Pagi-pagi biasanya anak lelaki ada yang di sawah, ada yang di kebun untuk melakukan sesuatu yang bermanfaat, hasil padi, biji-bijian dan sayuran serta buah-buahan yang melimpah mereka taruh dalam gudang penyimpanan.


Sebagian besar kemudian oleh sang Rsi disimpan dalam cincin penyimpanan agar tidak rusak.


Wira bersama kedua kakaknya, Kadosot dan Jerude ikut memetik buah-buahan yang sudah matang untuk dikumpulkan dan dinikmati setelah makan siang.


Sementara itu murid laki-laki yang sudah dewasa menggarap sawah sambil bercakap-cakap.


"Kakang tidakkah kakang ingin keluar untuk berkelana meluaskan pengalaman dan sekalian mencari jodoh," kata Permadi pada Panjalu,


"Untuk meluaskan pengalaman kurasa perlu, tapi kalau untuk jodoh....mmmmm, kulihat kakang panjalu dan Warsiki sering saling lirik," kata Panji menimpali ucapan Permadi,


"Anak kecil jangan ngurusi pacaran, nanti gigimu rusak," ujar Mahesa menjawab omongan Panji,


"Apa hubungannya pacaran dengan gigi rusak !, dan ingat kakang Mahesa !, aku bukan anak kecil lagi !, usiaku sudah 21 sekarang !, kita hanya beda 1 tahun saja," sahut Panji, tidak terima disebut anak kecil.


"Sudah-sudah jangan bertengkar !" Panji melerai adu mulut rekan-rekan nya.


"Guru kita sangat bijak, beliau tahu apa yang harus kita lakukan demi kebaikan kita, jika beliau berkenan agar kita pergi berkelana beliau pasti akan menyuruh kita tanpa diminta," kata panjalu menjelaskan.


"Maaf kakang aku bodoh, lupa bahwa guru kita sangat bijak," ucap Permadi.


"Dan kamu Permadi...., kulihat dari sikapmu pada Cempaka sehari-hari, aku yakin kamu menyukai Cempaka, kamu juga Mahesa kamu juga suka kan sama Wulan," tebak Panjalu yakin.
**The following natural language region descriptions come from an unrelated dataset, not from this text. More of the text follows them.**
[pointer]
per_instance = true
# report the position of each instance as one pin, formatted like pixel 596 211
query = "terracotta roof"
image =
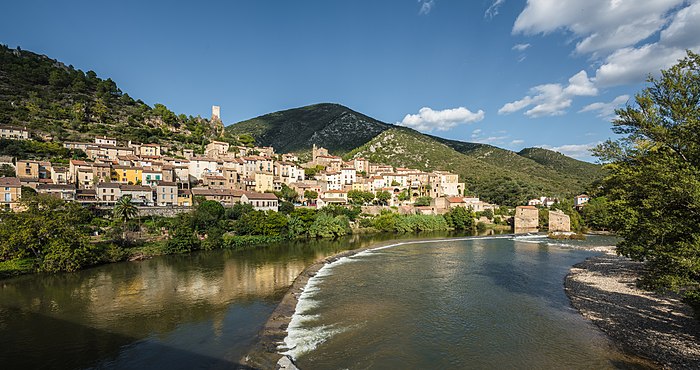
pixel 455 200
pixel 527 207
pixel 135 188
pixel 260 196
pixel 108 185
pixel 55 187
pixel 334 200
pixel 10 181
pixel 226 192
"Aku tidak berani mengutarakan isi hatiku sama Wulan kakang, apalagi jika sampai diketahui oleh guru, itu yang menyebabkan aku takut," sahut Mahesa.


"Aku juga berpikiran sama,"


jawab Panjalu dan Permadi berbarengan,


"Sudahlah kita percayakan semuanya pada guru dan takdir kita," kata panjalu menenangkan.